Orbital Content - Cameron Koczon
I really like this piece by Koczon, who I haven’t read before. His ideas about content liberation and orbital content are congruent with my discussions of the web of flow and liquid media. Like this:
Orbital content
Our transformed relationship with content is one in which individual users are the gravitational center and content floats in orbit around them. This “orbital content,” built up by the user, has the following two characteristics:
- Liberated: The content was either created by you or has been distilled and associated with you so it is both pure and personal.
- Open: You collected it so you control it. There are no middlemen apps in the way.
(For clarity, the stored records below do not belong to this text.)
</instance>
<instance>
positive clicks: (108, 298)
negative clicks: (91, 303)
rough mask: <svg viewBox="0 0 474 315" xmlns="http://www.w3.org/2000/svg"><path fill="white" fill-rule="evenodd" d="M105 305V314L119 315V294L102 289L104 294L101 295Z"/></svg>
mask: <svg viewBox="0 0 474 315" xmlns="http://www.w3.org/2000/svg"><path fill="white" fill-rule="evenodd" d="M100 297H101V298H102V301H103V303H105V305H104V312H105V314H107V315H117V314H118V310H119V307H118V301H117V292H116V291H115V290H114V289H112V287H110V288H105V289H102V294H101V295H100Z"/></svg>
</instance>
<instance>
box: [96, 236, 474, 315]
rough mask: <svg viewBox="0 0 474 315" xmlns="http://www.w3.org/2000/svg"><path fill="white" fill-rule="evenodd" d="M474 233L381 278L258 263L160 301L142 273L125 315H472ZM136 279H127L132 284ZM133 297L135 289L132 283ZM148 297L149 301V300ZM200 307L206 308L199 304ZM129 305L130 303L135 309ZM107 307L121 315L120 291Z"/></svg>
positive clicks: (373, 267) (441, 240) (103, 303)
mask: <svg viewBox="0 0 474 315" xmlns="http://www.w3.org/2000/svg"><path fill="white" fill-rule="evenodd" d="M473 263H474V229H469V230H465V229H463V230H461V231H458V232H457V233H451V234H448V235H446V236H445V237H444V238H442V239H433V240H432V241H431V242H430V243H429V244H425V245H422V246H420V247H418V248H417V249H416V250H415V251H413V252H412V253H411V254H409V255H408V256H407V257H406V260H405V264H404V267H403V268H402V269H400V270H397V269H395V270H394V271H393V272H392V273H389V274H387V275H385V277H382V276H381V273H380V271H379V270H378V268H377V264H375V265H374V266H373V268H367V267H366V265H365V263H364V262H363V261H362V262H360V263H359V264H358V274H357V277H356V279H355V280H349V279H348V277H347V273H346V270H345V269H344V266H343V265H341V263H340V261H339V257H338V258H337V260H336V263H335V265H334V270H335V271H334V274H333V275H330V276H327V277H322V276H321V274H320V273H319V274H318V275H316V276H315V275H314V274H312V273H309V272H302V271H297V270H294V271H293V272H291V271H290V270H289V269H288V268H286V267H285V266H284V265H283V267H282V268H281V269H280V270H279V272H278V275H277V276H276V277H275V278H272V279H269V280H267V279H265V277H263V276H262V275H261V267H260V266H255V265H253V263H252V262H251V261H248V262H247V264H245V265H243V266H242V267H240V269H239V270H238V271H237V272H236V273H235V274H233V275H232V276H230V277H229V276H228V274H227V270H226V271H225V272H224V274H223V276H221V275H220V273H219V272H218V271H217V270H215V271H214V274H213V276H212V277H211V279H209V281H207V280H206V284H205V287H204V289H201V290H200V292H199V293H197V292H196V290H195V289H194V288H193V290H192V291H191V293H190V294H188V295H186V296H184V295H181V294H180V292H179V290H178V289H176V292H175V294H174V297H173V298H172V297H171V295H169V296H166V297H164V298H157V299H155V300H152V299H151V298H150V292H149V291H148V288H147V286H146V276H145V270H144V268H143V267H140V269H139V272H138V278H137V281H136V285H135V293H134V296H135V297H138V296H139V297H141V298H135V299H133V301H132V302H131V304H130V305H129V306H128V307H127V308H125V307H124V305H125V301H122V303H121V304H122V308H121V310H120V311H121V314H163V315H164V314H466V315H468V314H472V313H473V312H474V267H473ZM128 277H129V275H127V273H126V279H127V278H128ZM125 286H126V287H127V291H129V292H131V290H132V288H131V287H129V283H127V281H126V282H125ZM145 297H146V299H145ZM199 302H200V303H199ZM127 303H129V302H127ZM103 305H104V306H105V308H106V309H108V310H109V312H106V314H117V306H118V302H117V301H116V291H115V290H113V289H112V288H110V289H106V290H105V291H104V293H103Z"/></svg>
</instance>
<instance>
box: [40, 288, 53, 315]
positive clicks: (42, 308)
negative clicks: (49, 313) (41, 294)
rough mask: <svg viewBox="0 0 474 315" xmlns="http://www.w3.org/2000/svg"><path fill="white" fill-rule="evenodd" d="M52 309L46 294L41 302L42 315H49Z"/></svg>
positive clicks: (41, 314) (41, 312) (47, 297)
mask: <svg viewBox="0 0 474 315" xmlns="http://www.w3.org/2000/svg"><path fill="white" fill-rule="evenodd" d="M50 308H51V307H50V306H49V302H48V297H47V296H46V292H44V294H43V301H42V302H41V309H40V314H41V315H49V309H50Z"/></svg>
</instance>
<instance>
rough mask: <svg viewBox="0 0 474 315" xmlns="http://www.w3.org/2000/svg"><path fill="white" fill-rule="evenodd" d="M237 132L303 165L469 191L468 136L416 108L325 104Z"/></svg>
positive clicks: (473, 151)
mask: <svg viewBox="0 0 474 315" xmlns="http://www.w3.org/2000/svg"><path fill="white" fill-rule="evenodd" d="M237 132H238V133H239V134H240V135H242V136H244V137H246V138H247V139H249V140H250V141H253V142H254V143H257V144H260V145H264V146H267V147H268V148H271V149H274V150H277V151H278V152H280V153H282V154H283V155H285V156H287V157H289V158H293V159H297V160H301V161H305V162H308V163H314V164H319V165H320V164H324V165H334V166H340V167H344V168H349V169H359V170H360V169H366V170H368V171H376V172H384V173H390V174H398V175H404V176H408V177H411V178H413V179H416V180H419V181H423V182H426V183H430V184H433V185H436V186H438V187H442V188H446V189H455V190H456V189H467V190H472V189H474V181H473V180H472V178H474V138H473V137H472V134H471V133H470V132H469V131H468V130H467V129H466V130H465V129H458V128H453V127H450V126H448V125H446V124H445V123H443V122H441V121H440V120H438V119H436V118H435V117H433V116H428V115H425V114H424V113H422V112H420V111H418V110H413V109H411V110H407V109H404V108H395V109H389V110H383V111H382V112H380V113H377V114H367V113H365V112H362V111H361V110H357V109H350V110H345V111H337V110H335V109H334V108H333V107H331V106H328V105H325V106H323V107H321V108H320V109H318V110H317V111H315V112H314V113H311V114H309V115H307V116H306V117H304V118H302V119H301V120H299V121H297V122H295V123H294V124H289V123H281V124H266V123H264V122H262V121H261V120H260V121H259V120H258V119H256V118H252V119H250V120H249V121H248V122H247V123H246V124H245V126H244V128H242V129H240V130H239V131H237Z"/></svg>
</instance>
When an application wants to offer you some cool service, it now requests access to the API of you instead of the various APIs of your entourage. This is what makes it so useful. It can be shared with countless apps and flow seamlessly between contexts.
The result is a user-controlled collection of content that is free (as in speech), distilled, open, personal, and—most importantly—useful. You do the work to assemble a collection of content from disparate sources, and apps do the work to make those collections useful. These orbital collections will push users to be more self-reliant and applications to be more innovative.
Once content is liquid, it can float through social networks, now associated with the curator, not the publisher. But publisher’s forms of monetization have to float along with the content, which is going to change the nature of advertising. And shouldn’t the curator get a cut of the revenue, too?